« Elles ne sont pas franches avec elles-mêmes, elles ne s'avouent pas leurs sens. – Elles prennent leur cul pour leur cœur et croient que la lune est faite pour éclairer leur boudoir. Le cynisme, qui est l'ironie du vice, leur manque, ou, quand elles l'ont, c'est une affectation. La courtisane est un mythe. – Jamais une femme n'a inventé une débauche. – Leur cœur est un piano où l'homme artiste égoïste se complait à jouer des airs qui le font briller, et toutes les touches parlent. Vis-à-vis de l'amour en effet, la femme n'a pas d'arrière-boutique ; elles ne gardent rien à part pour elles, comme nous autres qui, dans toutes nos générosités de sentiments, réservons néanmoins toujours in petto un petit magot, pour notre usage exclusif. »
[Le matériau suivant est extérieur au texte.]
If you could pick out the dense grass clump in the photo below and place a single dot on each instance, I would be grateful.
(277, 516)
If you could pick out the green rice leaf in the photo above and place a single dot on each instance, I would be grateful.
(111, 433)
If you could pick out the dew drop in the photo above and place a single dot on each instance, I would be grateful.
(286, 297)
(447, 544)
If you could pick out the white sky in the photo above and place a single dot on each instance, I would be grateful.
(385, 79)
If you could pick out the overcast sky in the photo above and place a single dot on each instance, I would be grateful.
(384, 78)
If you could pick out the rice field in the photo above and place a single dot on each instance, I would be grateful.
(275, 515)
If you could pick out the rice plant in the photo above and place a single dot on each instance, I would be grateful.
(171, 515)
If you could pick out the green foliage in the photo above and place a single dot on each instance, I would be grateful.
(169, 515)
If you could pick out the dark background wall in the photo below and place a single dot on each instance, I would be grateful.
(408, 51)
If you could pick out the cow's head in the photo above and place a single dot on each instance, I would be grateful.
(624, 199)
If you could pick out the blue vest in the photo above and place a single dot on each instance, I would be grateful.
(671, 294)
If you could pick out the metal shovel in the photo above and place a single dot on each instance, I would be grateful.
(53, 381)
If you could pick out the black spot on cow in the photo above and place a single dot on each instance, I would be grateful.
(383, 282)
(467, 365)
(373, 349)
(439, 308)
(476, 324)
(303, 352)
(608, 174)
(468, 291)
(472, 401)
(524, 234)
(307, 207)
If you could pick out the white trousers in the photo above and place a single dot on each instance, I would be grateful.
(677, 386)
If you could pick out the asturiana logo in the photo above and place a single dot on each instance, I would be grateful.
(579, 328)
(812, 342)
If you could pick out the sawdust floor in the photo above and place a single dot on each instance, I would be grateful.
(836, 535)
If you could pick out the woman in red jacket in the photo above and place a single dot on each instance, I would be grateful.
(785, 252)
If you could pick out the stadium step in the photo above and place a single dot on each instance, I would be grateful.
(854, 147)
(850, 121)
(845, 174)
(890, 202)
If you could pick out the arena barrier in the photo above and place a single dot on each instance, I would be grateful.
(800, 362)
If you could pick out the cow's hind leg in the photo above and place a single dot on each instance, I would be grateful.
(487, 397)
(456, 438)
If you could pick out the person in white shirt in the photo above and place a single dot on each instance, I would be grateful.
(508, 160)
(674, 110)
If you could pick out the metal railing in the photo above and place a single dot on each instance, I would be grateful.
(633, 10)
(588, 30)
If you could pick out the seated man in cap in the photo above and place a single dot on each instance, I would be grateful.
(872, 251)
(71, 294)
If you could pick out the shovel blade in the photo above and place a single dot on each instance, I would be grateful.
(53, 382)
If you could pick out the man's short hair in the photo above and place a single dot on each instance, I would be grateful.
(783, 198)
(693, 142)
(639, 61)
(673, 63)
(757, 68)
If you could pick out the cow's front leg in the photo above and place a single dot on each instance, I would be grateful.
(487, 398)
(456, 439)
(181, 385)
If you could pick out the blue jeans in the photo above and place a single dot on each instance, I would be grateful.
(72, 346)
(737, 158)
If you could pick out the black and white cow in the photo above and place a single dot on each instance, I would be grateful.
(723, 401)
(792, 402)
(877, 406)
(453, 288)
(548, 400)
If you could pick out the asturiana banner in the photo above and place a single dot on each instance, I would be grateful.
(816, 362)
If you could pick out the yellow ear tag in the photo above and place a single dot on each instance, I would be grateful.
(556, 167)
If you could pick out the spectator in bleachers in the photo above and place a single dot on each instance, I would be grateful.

G. Flaubert, lettre à Louise Colet, 24 avril 1852.
On imagine avec une certaine jubilation le rictus du pénible bas-bleu recevant ce bouquet d'orties, elle qui, quelques jours avant, demandait à son amant rouennais de “lui dire des tendresses” ! Dire des tendresses… Quelle débandaison brutale, pour ce malheureux Gustave, recevant une aussi pitoyable sommation ! Le plus comique, pour son lecteur d'aujourd'hui, est que, plein de bonne volonté, dans la même lettre dont j'ai cité deux paragraphes plus haut, il s'y essaie en effet. Comme il y est malhabile ! Comme il s'y montre emprunté ! Quel mal il semble avoir à se branler le cœur ! Si l'on n'était pas séparé de Croisset par une grosse cinquantaine de kilomètres, on entendrait d'ici ses ahanements de bon bœuf attelé à une charrue trop lourde.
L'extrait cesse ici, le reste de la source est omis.